神聖な儀礼用の白いローブに身を包み、背筋を真っ直ぐに伸ばし、新郎新婦へ向けて静かに語りかけるその姿は、気高く慈愛に満ちた女性そのものだ。
ナナメ後ろの特等席から見る彼女の凛とした横顔は、呼吸を忘れるほどに美しい。
参列者たちの温かい拍手の中、つつがなく式は終わり、礼拝堂の入り口で新郎新婦が人々から祝福の言葉を受け取っていた。
新婦の手には、夏を彩る鮮やかな大輪の花々を束ねた見事なブーケが握られている。
新郎がこの日のために、腕利きの花屋と相談して用意した特別なものらしい。
「おめでとうございます。どうか温かくて素敵なご家庭を」
聖女様が淑やかに微笑みながら二人に声をかけると、新婦は感極まったように何度も深く頭を下げた。

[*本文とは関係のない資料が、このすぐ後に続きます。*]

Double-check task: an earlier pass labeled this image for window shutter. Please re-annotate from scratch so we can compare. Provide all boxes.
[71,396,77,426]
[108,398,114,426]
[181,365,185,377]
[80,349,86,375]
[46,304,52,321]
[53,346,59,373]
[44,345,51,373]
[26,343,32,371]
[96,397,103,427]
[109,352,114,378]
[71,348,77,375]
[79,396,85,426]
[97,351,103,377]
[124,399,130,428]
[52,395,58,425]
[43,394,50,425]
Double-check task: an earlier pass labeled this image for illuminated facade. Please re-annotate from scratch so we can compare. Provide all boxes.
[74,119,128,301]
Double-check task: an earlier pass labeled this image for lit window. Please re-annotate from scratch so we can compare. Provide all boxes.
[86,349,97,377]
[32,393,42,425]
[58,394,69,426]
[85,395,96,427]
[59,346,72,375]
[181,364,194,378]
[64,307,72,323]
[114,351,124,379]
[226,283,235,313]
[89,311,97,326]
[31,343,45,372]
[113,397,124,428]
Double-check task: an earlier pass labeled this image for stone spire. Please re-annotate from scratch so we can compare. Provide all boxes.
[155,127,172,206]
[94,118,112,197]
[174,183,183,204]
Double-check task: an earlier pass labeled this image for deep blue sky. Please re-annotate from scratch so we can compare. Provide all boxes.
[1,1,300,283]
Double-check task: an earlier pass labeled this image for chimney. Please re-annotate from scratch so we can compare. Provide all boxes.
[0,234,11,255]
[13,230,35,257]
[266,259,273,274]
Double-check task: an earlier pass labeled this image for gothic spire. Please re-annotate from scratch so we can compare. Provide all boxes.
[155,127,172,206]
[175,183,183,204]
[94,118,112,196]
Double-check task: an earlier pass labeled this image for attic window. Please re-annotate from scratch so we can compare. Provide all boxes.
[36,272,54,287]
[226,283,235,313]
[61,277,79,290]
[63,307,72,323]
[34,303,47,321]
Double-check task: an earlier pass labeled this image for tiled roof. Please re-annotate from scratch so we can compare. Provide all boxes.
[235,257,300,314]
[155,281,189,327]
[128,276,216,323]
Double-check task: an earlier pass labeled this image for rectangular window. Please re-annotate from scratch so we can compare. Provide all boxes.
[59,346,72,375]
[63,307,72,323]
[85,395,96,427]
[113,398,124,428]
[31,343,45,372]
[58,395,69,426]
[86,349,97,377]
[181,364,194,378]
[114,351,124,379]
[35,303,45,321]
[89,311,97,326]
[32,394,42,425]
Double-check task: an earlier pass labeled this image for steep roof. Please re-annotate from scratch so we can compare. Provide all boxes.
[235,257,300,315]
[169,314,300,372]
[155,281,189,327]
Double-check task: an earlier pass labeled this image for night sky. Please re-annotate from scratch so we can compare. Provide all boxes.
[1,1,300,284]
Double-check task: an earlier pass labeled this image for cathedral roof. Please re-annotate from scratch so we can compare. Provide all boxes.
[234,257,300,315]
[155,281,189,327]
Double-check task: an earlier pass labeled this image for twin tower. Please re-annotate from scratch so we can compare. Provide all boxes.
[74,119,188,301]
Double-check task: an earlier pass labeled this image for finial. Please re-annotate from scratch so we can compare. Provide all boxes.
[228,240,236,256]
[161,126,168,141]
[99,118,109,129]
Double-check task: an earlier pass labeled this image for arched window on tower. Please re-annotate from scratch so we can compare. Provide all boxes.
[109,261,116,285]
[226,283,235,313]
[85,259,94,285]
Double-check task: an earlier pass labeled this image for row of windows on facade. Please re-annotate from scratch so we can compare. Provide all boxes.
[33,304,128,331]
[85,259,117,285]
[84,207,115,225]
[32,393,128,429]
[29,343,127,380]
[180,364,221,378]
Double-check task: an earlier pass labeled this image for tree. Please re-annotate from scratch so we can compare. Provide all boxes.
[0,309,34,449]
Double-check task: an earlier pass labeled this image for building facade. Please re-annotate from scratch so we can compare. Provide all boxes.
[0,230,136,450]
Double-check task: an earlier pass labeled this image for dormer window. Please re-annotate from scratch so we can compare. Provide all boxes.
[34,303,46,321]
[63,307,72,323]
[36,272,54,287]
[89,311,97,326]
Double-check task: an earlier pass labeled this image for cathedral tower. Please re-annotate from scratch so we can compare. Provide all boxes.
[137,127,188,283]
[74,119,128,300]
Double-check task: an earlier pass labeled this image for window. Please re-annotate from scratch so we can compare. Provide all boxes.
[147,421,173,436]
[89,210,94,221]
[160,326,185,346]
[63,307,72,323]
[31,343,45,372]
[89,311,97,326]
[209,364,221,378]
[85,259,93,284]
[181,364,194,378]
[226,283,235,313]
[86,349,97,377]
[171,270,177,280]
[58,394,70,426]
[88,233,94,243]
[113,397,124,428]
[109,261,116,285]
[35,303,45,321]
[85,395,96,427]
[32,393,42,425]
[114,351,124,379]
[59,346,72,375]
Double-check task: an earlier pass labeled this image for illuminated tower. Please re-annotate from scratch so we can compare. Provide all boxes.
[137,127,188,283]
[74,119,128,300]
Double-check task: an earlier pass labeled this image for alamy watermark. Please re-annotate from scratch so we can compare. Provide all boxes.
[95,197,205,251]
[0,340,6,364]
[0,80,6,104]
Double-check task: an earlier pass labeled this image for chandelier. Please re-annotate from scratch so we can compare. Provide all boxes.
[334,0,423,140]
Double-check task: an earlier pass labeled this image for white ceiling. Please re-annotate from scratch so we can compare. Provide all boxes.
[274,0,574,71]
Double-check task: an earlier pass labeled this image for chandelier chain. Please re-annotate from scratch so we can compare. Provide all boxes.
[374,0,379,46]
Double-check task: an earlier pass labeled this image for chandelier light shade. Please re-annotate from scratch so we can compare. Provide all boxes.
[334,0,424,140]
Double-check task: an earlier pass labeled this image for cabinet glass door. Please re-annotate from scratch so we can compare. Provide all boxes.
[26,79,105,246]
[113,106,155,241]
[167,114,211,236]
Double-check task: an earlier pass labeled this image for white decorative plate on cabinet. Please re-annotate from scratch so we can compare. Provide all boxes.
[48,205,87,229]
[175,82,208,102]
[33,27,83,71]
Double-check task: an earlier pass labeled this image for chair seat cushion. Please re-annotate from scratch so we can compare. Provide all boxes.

「ありがとうございます、聖女様……!このブーケみたいに鮮やかで綺麗な思い出がいっぱいの一日になりました」
新婦は、胸に抱いた色とりどりの花束を愛おしそうに見つめた。
だが次の瞬間、彼女の表情に、ほんのわずかな陰りが落ちた。
「でも、夏の暑さって残酷ですね。この花たちもあと数日すれば色褪せていってしまう。こんなに胸がいっぱいになる光景なのに……この幸せな姿のまま、ずっと残しておけたらいいのに」
それは、結婚式という最高の一日だからこそ生まれる、ほんの些細で純粋な寂しさの吐露だった。
聖女様は、その新婦の言葉にそっと目を伏せた。
美しいものは等しく儚い。
命あるものが、いつか散っていく悲しさを慈愛に満ちた彼女は誰よりも深く理解している。
「……そうね。綺麗なお花だからこそ、お別れするのはとても寂しいわ」
聖女様が、少しだけ悲しそうに微笑んだ。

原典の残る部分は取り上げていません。